Hedge Funds Settle “Short Swing” Profits Litigation

Editor’s Note:

As part of the continuing confrontation between CSX Corporation and hedge funds holding CSX shares and equity swaps on CSX shares – and which earlier this year mounted a successful proxy fight, replacing four members of the CSX board of directors – the hedge funds have agreed to settle an action to recover “short-swing” profits pursuant to Section 16(b) of the Securities Exchange Act of 1934.

Section 16(b) provides that beneficial owners of more than 10% of the stock of publicly traded corporations (as well as officers and directors) are liable to disgorge to the corporation any profit derived from purchases and sales of the stock of the corporation within a period of less than six months. While the hedge funds which invested in CSX did not directly hold a position of more than 10% in CSX shares, their aggregate interest in the shares and the equity swaps – which involved matching positions in CSX stock by the banks which had written the swaps – together exceeded 10%. As we discussed in our memo of June 12th, in a separate litigation brought by CSX against the funds, Judge Kaplan of the U.S. District Court for the Southern District of New York held that the hedge funds were the beneficial owners of over 10% of CSX shares for purposes of SEC Rule 13d-3(b) on account of the shares they directly held and the swaps they entered into.

Following Judge Kaplan’s decision, a CSX shareholder filed suit pursuant to Section 16(b) seeking to recover for the benefit of CSX short-swing trading profits achieved by the hedge funds while they beneficially held more than 10% of CSX stock directly and by virtue of their derivative positions. Rule 16a-1(a)(1) provides that a beneficial owner of more than 10% for purposes of Section 16 means any person who is deemed a beneficial owner pursuant to Section 13(d) and the rules thereunder. Based on the hedge funds’ swaps and stock transactions, plaintiff and CSX identified potential recoverable damages from the hedge funds under Section 16(b) of approximately $138 million. The hedge funds agreed to pay $11 million to settle the Section 16(b) action. The amount of the settlement was reportedly influenced by, among other things, the fact that Judge Kaplan’s decision regarding beneficial ownership is still pending appeal to the Second Circuit.

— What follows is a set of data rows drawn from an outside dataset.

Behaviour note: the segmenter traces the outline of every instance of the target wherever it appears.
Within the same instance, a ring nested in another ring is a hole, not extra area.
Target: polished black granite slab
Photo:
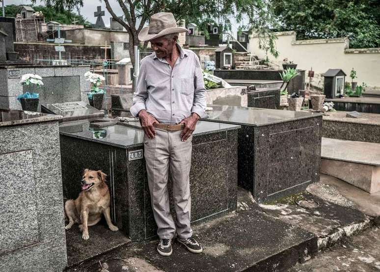
[[[265,109],[279,109],[280,108],[280,88],[264,88],[247,93],[249,107],[264,108]]]
[[[0,126],[53,121],[62,116],[19,110],[0,110]]]
[[[213,110],[207,112],[209,117],[205,121],[253,126],[322,116],[320,113],[308,112],[221,105],[210,105],[209,106],[212,107]]]
[[[304,190],[318,180],[322,115],[211,106],[210,122],[240,124],[238,184],[259,202]]]
[[[337,111],[380,113],[380,98],[378,97],[345,97],[325,101],[333,102],[334,108]]]
[[[60,126],[64,197],[78,196],[85,168],[102,170],[108,175],[112,219],[132,240],[149,239],[157,229],[143,155],[136,156],[140,151],[143,154],[143,132],[139,127],[139,123],[130,122],[95,128],[84,121]],[[197,124],[190,173],[193,223],[236,209],[240,127],[204,121]]]
[[[83,101],[41,105],[41,111],[63,117],[63,121],[97,118],[104,116],[104,113]]]

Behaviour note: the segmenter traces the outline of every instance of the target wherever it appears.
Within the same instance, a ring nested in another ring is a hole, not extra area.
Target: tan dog
[[[101,170],[85,169],[81,181],[82,191],[77,199],[70,199],[65,203],[65,212],[69,219],[69,224],[65,229],[68,230],[75,223],[81,224],[79,229],[82,232],[82,238],[85,240],[89,238],[88,227],[100,221],[102,213],[109,229],[112,231],[119,230],[111,222],[110,197],[108,186],[105,182],[107,176]]]

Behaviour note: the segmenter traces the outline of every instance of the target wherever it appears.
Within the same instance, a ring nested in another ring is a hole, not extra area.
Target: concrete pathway
[[[368,229],[344,241],[288,272],[378,272],[380,271],[380,229]]]

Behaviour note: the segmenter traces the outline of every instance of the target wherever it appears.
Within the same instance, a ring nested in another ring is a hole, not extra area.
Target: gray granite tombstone
[[[58,120],[0,111],[0,271],[67,264]]]
[[[1,28],[0,28],[0,61],[6,60],[6,46],[5,38],[8,34]]]
[[[95,24],[95,28],[96,29],[104,29],[106,27],[104,25],[104,22],[102,16],[104,16],[104,10],[102,10],[102,6],[98,6],[96,7],[96,11],[94,12],[94,16],[96,18],[96,23]]]

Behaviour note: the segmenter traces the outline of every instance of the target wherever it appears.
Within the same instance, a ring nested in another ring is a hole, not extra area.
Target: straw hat
[[[150,24],[141,30],[138,33],[140,41],[148,41],[168,34],[188,32],[185,28],[177,26],[173,13],[159,12],[150,17]]]

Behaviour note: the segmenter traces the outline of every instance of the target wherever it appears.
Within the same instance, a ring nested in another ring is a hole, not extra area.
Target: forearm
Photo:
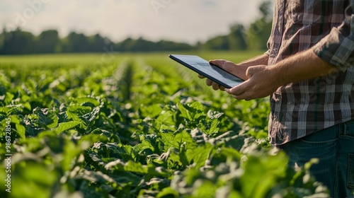
[[[333,65],[323,61],[311,50],[285,59],[270,69],[276,74],[279,86],[314,78],[338,71]]]
[[[256,65],[268,65],[268,55],[262,54],[237,64],[238,72],[236,76],[244,80],[248,79],[249,76],[246,75],[247,69]]]

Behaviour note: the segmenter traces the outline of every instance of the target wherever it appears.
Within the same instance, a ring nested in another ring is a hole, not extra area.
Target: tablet
[[[170,54],[169,57],[227,88],[232,88],[244,81],[198,56]]]

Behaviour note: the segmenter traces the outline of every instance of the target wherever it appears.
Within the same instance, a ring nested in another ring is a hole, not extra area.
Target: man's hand
[[[275,92],[282,86],[276,70],[266,65],[249,66],[246,75],[248,80],[227,92],[237,100],[250,100],[264,98]]]

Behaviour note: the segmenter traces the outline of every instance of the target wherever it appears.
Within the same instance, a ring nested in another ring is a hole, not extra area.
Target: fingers
[[[212,64],[216,65],[216,66],[221,67],[221,68],[222,68],[224,66],[224,64],[225,64],[226,62],[227,62],[227,60],[224,60],[224,59],[214,59],[214,60],[209,61],[209,62],[210,64]]]
[[[219,84],[212,81],[212,80],[207,78],[205,79],[205,83],[208,86],[212,86],[212,89],[214,90],[221,90],[221,91],[225,91],[225,88],[222,86],[220,86]]]

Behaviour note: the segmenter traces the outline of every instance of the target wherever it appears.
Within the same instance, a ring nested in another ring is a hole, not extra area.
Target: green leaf
[[[62,122],[59,124],[59,126],[54,130],[55,133],[59,134],[65,132],[68,129],[72,129],[76,126],[80,124],[81,122],[79,121],[69,121],[67,122]]]
[[[17,134],[20,138],[25,139],[25,128],[21,124],[16,124],[16,127],[17,130]]]
[[[69,119],[72,119],[74,121],[80,121],[80,116],[84,116],[86,114],[91,112],[92,108],[90,107],[81,106],[78,104],[75,104],[69,106],[67,110],[67,115]]]
[[[33,110],[33,114],[38,116],[38,124],[45,129],[52,129],[58,126],[59,117],[47,108],[36,107]]]
[[[171,187],[164,188],[159,194],[157,194],[156,198],[170,198],[170,197],[178,197],[178,192]]]

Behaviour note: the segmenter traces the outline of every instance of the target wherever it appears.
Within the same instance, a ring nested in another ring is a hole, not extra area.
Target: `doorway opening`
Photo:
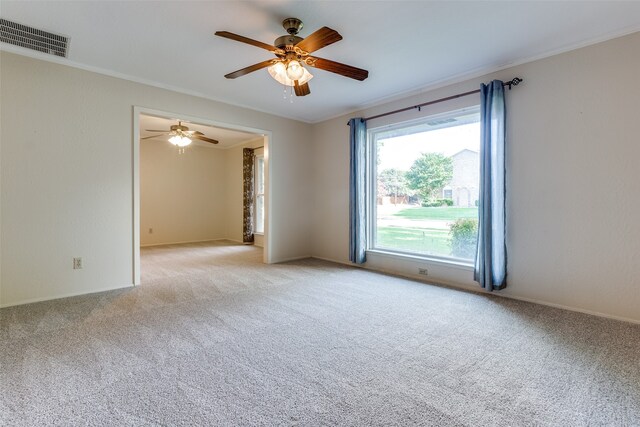
[[[270,262],[268,131],[134,107],[133,141],[134,284],[151,277],[142,274],[151,265],[148,254],[159,253],[150,248],[193,254],[237,246]],[[252,212],[260,223],[252,248],[243,245],[243,151],[255,153],[260,165],[253,169],[260,192],[254,191]]]

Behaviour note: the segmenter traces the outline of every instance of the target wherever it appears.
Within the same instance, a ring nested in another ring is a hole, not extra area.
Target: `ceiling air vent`
[[[0,18],[0,42],[66,58],[69,38]]]

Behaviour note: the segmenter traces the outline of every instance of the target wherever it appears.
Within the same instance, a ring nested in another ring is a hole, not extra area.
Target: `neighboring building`
[[[478,203],[480,159],[477,151],[464,149],[451,156],[453,178],[442,189],[442,198],[453,200],[453,206],[473,207]]]

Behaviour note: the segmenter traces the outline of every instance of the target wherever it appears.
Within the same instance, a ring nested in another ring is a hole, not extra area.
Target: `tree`
[[[378,194],[385,196],[405,196],[409,192],[405,171],[385,169],[378,174]]]
[[[435,191],[453,177],[453,161],[440,153],[422,153],[406,173],[409,188],[416,190],[423,200],[435,198]]]

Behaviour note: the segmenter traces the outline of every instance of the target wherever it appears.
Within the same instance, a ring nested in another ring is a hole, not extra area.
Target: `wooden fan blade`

We have long advised that non-traditional economic and voting arrangements be approached with extreme caution. Such arrangements not only can have significant implications for investors’ disclosure obligations under Section 13(d), but can also trigger shareholder rights plans, change-incontrol provisions of commercial and employee contracts and compensation plans, and, as the CSX settlement makes clear, investors’ “short-swing” profit repayment obligations under Section 16(b). We continue to urge the SEC to undertake comprehensive regulatory reform that addresses derivative arrangements in a clear and uniform manner, generally treating all such arrangements that are coupled with direct or indirect ownership of actual shares by counterparties as in all respects equivalent to actual ownership, and requiring appropriate disclosure of all such arrangements involving more than 5% economic equivalent ownership, whether long or short, and whether accompanied by underlying ownership positions or otherwise. In the meantime, it continues to be important for public companies and investors alike to consider all potential legal obligations and liabilities that may arise as a result of such economic ownership equivalent positions and to take appropriate action in that regard.